Sob o slogan da campanha “da poupança ao investimento”, Kishida tem mirado uma reformulação de sua indústria de gestão de ativos e uma expansão de veículos de investimento isentos de impostos para desbloquear US$ 14 trilhões em poupança das famílias, que evitaram expor suas economias aos efeitos da política de juros negativos dos últimos governos.

A realocação da poupança para os investimentos no mercado financeiro virou prioridade da gestão Kishida depois que, em março, o Japão caiu para o 21º lugar no The Global Financial Centres Index, ranking da competitividade dos centros financeiros elaborado pela Z/Yen Partners.

Chacoalhão

A nova ofensiva do incansável Kishida se soma a anteriores para dar um chacoalhão na economia japonesa, a terceira do mundo, ainda impactada por duas décadas de crescimento baixo.

Após 25 anos de deflação, o Japão passou a conviver com a inflação, cujo núcleo chegou a atingir 4,2% no mês de janeiro, o maior nível em quatro décadas, recuando para 3,2% em agosto.

O governo começou a abandonar a prioridade na queda de preços, o que durante anos levou a grandes gastos fiscais para sustentar a economia, mantendo a pressão sobre o banco central para que mantivesse uma política monetária ultrafrouxa.

Em 2022, o premiê japonês anunciou que iria usar o Fundo de Investimento de Pensões do governo, no valor de US$ 1,6 trilhão, para financiar um boom de startups. Desde então, vem estimulando investimento na descarbonização da indústria e, mais recentemente, reforçou seu compromisso para dar mais flexibilidade e mobilidade a uma força de trabalho em rápida redução.

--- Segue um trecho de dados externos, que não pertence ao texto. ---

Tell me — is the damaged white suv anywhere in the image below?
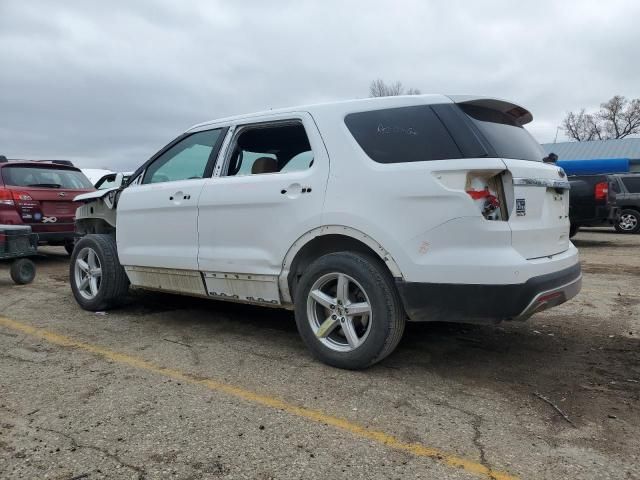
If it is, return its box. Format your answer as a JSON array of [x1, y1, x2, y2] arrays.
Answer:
[[70, 95, 581, 369]]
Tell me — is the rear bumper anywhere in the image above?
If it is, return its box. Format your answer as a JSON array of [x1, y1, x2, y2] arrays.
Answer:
[[396, 263, 582, 323], [571, 206, 620, 227]]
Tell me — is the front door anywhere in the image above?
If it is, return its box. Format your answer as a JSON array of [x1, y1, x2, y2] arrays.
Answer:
[[198, 113, 329, 281], [116, 129, 225, 270]]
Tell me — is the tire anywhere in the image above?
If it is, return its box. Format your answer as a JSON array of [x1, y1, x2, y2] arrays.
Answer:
[[614, 208, 640, 233], [69, 234, 129, 312], [569, 223, 580, 238], [10, 258, 36, 285], [295, 252, 406, 370]]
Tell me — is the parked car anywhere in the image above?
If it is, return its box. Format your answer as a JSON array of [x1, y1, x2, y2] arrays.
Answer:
[[70, 95, 581, 369], [82, 168, 116, 185], [0, 158, 95, 254], [94, 172, 133, 190], [569, 175, 620, 237], [611, 173, 640, 233]]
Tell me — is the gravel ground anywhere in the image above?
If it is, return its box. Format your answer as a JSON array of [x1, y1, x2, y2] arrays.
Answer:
[[0, 230, 640, 480]]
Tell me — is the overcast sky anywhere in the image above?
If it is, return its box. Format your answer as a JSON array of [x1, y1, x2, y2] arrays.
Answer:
[[0, 0, 640, 170]]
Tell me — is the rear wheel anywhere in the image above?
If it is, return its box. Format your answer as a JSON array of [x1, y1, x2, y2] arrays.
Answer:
[[615, 208, 640, 233], [569, 223, 580, 238], [295, 252, 405, 369], [10, 258, 36, 285], [64, 240, 75, 255], [69, 235, 129, 311]]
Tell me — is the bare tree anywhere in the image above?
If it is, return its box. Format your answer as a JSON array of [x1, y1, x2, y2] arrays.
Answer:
[[562, 108, 602, 142], [369, 78, 420, 97], [562, 95, 640, 142]]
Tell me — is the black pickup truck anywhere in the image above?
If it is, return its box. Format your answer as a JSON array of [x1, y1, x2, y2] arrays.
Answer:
[[608, 173, 640, 233], [569, 175, 620, 237]]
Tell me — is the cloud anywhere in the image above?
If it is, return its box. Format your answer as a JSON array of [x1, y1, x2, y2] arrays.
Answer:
[[0, 0, 640, 169]]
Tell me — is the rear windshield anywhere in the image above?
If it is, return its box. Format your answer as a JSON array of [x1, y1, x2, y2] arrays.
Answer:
[[458, 103, 545, 162], [344, 105, 462, 163], [2, 166, 93, 190]]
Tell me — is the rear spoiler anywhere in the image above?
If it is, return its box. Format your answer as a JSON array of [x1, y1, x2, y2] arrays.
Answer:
[[448, 95, 533, 125]]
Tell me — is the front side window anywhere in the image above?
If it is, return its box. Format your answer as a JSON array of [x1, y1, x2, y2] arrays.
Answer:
[[2, 166, 93, 190], [142, 129, 222, 184], [345, 105, 462, 163], [226, 122, 313, 176]]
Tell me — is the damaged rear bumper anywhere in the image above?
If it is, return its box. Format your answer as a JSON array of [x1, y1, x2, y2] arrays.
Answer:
[[396, 263, 582, 323]]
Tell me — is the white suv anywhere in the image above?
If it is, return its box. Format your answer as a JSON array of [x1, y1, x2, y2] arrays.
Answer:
[[70, 95, 581, 369]]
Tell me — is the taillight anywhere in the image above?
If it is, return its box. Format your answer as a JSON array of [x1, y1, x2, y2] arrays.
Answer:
[[595, 182, 609, 200], [0, 188, 15, 206], [465, 174, 504, 220]]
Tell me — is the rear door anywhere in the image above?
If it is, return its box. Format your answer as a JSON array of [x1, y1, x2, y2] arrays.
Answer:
[[460, 100, 570, 259], [198, 112, 330, 276]]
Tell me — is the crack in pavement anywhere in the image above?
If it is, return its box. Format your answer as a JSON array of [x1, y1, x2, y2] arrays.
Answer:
[[31, 426, 147, 480]]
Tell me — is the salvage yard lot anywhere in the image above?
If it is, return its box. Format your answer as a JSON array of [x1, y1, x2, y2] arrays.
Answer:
[[0, 230, 640, 479]]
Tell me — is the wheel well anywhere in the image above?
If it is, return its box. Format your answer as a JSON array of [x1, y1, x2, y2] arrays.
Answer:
[[76, 218, 116, 236], [287, 234, 393, 298]]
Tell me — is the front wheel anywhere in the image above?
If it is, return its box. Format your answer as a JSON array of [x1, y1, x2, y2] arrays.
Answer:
[[69, 235, 129, 311], [615, 208, 640, 233], [295, 252, 405, 370]]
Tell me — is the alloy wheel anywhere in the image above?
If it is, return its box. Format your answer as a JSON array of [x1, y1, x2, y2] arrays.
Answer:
[[618, 213, 638, 231], [74, 247, 102, 300]]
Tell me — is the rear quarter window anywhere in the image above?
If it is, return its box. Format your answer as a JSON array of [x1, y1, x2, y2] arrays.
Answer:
[[345, 105, 462, 163], [458, 103, 545, 162], [2, 165, 93, 190]]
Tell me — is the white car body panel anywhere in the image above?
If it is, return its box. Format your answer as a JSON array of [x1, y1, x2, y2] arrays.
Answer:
[[116, 179, 206, 270], [198, 112, 329, 276]]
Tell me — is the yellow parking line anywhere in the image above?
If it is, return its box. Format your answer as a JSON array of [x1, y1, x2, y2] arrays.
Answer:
[[0, 316, 517, 480]]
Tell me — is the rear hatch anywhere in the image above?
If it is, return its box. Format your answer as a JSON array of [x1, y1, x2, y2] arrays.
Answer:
[[1, 162, 94, 231], [454, 99, 570, 259]]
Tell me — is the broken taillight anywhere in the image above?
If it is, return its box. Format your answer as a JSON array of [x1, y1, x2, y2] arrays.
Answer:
[[465, 174, 506, 220], [595, 182, 609, 200]]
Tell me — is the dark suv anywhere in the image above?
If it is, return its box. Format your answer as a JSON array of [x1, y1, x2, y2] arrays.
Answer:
[[0, 156, 95, 254], [610, 173, 640, 233]]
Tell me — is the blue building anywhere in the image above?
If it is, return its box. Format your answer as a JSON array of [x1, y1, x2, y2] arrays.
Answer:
[[542, 138, 640, 175]]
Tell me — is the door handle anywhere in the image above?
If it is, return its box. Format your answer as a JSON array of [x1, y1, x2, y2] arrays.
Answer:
[[169, 192, 191, 202]]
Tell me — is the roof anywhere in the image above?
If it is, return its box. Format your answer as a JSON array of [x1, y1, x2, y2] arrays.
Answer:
[[187, 94, 533, 131], [542, 138, 640, 160]]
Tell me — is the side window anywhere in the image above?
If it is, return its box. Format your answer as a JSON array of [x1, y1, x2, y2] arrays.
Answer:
[[142, 129, 222, 184], [622, 175, 640, 193], [344, 105, 462, 163], [226, 122, 313, 176]]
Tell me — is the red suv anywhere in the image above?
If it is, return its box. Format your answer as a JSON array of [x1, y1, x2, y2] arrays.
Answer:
[[0, 156, 95, 254]]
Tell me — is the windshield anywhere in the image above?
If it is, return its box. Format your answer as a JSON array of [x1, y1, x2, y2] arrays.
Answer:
[[2, 166, 93, 190], [459, 103, 545, 162]]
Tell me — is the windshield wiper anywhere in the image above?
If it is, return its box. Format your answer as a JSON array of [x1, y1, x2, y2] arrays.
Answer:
[[27, 183, 61, 188]]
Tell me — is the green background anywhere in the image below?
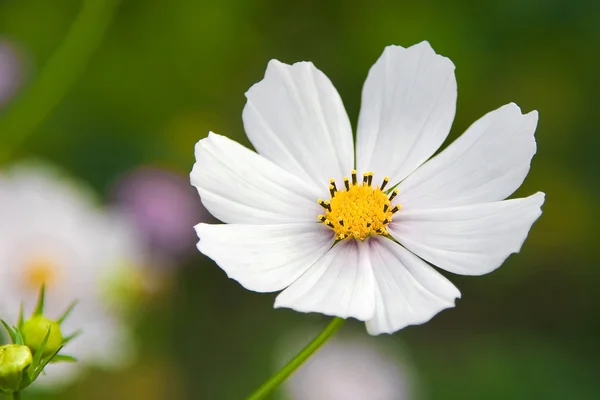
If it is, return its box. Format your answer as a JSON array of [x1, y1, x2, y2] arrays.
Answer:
[[0, 0, 600, 400]]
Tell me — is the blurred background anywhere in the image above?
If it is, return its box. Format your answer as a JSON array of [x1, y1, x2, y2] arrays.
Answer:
[[0, 0, 600, 400]]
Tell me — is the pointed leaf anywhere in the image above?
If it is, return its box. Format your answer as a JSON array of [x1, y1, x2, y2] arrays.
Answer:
[[31, 346, 62, 382], [17, 302, 24, 329], [31, 328, 52, 369], [0, 319, 15, 344]]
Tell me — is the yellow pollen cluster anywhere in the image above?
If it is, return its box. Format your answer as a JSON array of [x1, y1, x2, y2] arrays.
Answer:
[[318, 170, 401, 240]]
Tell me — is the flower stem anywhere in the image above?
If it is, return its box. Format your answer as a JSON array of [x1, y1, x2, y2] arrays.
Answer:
[[0, 0, 119, 162], [246, 317, 344, 400]]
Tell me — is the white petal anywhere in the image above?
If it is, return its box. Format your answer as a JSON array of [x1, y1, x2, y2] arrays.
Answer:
[[398, 103, 538, 209], [275, 240, 375, 321], [388, 192, 545, 275], [195, 223, 334, 292], [243, 60, 354, 194], [356, 42, 456, 184], [360, 236, 460, 335], [190, 132, 322, 224]]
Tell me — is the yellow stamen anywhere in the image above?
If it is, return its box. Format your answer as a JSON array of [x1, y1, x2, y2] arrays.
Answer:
[[317, 170, 401, 240], [23, 258, 58, 290]]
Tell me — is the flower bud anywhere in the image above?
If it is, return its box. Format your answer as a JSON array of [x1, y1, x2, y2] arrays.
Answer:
[[0, 344, 33, 394], [21, 315, 63, 357]]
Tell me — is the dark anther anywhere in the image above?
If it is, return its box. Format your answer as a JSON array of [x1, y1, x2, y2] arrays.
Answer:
[[379, 176, 390, 190], [329, 179, 337, 191]]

Num sinal de que a estratégia ainda caminha a passos lentos, o governo do Japão teve de intervir com mensagens e dinheiro para apoiar os seus mercados monetários, de ações e de obrigações, enquanto Kishida realizava as suas atividades promocionais.

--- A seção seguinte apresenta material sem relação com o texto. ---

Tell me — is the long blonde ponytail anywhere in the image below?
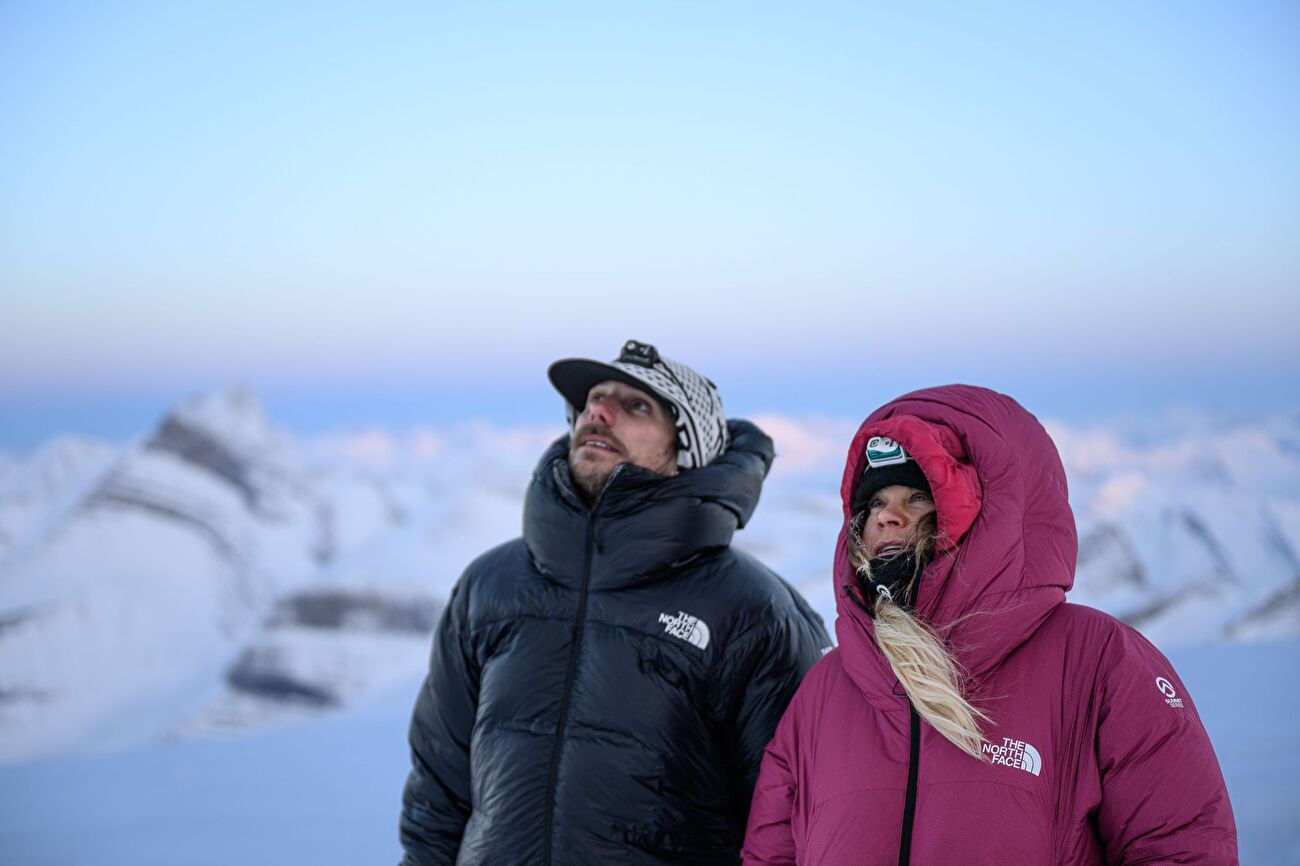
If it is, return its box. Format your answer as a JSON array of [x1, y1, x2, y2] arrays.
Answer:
[[849, 519, 989, 761]]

Na quarta-feira, 4, o Banco do Japão comprou quase US$ 13 bilhões em dívida pública, à medida que os rendimentos dos títulos de dez anos atingiram a marca mais elevada em uma década. No mesmo dia, o banco central também comprou o equivalente a US$ 472 milhões em fundos negociados em bolsa, depois de o índice Topix ter caído 2,5%.

Analistas estrangeiros citados pela imprensa ocidental afirmam, privadamente, que altos funcionários do governo admitem que esta pode ser a “última oportunidade” do Japão para conduzir uma realocação significativa do dinheiro global para o mercado japonês.

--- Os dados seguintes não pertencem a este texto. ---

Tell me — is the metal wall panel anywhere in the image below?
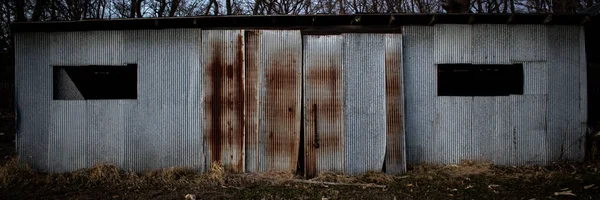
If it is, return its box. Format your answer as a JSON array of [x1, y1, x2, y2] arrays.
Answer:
[[403, 25, 586, 165], [85, 100, 128, 169], [303, 35, 344, 177], [474, 24, 511, 64], [523, 62, 548, 94], [259, 30, 302, 172], [385, 34, 406, 173], [547, 26, 585, 160], [510, 95, 548, 165], [492, 96, 526, 165], [470, 97, 505, 162], [16, 29, 203, 172], [509, 25, 548, 62], [435, 96, 473, 163], [579, 26, 588, 148], [201, 30, 245, 172], [343, 34, 387, 174], [125, 29, 204, 171], [430, 24, 473, 64], [402, 26, 437, 164], [245, 31, 261, 172]]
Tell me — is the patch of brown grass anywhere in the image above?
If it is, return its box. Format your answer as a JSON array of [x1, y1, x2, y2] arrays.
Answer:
[[206, 162, 225, 184], [444, 160, 493, 177], [311, 172, 356, 183], [86, 164, 123, 184], [0, 158, 39, 188]]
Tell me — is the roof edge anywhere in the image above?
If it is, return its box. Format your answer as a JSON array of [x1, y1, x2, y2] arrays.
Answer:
[[11, 13, 592, 32]]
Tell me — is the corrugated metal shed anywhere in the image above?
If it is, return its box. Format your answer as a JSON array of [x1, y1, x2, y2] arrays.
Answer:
[[403, 25, 587, 165], [250, 30, 302, 172], [201, 30, 245, 172], [344, 34, 387, 174], [385, 34, 406, 173], [15, 21, 587, 175], [15, 29, 204, 172], [304, 35, 345, 177]]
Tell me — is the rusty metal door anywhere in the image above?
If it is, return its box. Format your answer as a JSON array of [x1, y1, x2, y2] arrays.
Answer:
[[303, 35, 344, 177], [203, 30, 245, 172], [303, 34, 406, 177], [246, 30, 302, 172]]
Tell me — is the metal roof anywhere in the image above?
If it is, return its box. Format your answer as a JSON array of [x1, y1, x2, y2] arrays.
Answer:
[[12, 13, 592, 33]]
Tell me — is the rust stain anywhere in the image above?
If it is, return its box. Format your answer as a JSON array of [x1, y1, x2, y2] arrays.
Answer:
[[263, 49, 300, 170], [305, 36, 344, 177], [205, 31, 244, 173], [235, 32, 245, 171], [206, 40, 223, 165], [245, 31, 260, 172], [385, 37, 405, 173]]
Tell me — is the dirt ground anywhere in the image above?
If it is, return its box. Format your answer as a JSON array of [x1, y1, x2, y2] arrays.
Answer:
[[0, 110, 600, 199], [0, 162, 600, 199]]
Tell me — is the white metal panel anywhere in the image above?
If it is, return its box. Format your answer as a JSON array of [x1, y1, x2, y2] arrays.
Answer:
[[434, 24, 473, 64], [343, 34, 386, 174], [523, 62, 548, 94], [474, 24, 511, 64]]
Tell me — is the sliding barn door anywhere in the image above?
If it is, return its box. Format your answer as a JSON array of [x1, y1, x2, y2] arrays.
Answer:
[[303, 35, 344, 177], [246, 30, 302, 172], [203, 30, 245, 172], [303, 34, 405, 177]]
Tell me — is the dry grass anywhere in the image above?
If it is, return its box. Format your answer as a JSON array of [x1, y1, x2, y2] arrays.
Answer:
[[0, 159, 600, 199], [0, 158, 35, 188], [206, 162, 225, 184]]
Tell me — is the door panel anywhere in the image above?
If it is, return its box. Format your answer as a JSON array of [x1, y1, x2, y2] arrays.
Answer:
[[303, 35, 344, 177], [202, 30, 244, 172], [247, 30, 302, 172], [343, 34, 387, 174], [385, 34, 406, 174]]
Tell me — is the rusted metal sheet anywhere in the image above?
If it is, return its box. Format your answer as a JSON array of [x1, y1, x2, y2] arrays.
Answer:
[[343, 33, 387, 174], [202, 30, 245, 172], [303, 35, 344, 177], [245, 31, 260, 172], [385, 34, 406, 173], [259, 30, 302, 172]]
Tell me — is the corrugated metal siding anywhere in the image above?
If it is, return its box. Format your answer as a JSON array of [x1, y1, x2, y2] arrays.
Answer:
[[523, 62, 548, 94], [344, 34, 386, 174], [15, 33, 52, 169], [202, 30, 244, 172], [509, 25, 548, 62], [474, 24, 511, 64], [470, 97, 502, 162], [579, 26, 588, 152], [429, 24, 473, 64], [510, 95, 548, 165], [125, 29, 204, 171], [434, 96, 473, 163], [402, 26, 437, 164], [385, 34, 406, 173], [245, 31, 261, 172], [16, 29, 203, 172], [303, 35, 344, 177], [259, 30, 302, 172], [403, 25, 586, 165], [547, 26, 585, 160]]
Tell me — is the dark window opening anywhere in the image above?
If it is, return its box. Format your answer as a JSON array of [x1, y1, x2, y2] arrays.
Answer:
[[53, 64, 137, 100], [437, 64, 523, 96]]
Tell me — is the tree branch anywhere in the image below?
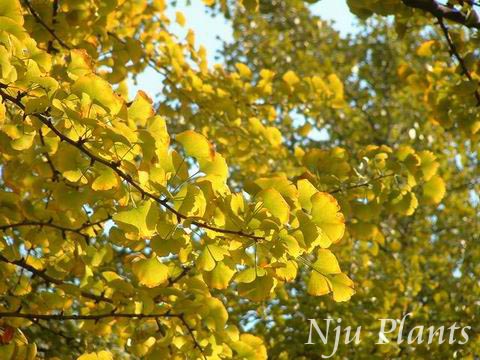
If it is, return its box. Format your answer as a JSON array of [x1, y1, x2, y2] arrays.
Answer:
[[402, 0, 480, 29], [438, 17, 480, 106], [23, 0, 71, 50], [0, 311, 177, 321], [0, 254, 113, 304], [0, 83, 265, 241], [328, 173, 395, 194]]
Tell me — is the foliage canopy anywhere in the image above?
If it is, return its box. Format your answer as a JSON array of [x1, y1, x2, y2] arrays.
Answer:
[[0, 0, 480, 360]]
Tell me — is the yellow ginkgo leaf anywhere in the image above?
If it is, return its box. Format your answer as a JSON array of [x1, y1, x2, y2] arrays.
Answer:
[[423, 175, 446, 204], [77, 350, 113, 360], [113, 201, 159, 237], [92, 166, 119, 191], [175, 130, 215, 162], [257, 189, 290, 224], [310, 192, 345, 243], [282, 70, 300, 87], [132, 256, 168, 288], [237, 274, 275, 301]]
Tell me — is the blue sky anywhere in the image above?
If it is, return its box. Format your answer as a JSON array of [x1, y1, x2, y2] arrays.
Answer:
[[130, 0, 355, 97]]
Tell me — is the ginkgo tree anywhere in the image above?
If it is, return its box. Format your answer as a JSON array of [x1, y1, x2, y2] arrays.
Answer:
[[0, 0, 479, 360]]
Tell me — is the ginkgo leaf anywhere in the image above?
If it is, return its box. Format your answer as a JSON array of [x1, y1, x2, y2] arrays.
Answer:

Os bancos centrais dos Estados Unidos e da Europa estão se aproximando do fim do seu ciclo de subida das taxas de juros, o que significa que o iene poderá começar a fortalecer-se a partir do próximo ano. Se a diferença nas taxas de juro entre o Japão e os EUA diminuir, o país asiático passaria a perder atratividade para investidores estrangeiros.

Na prática, a janela de oportunidade para o Japão começa a se fechar – o que explica o apelo em público de Kishida a Larry Klink, da BlackRock, algo pouco usual de se ver no cenário político japonês.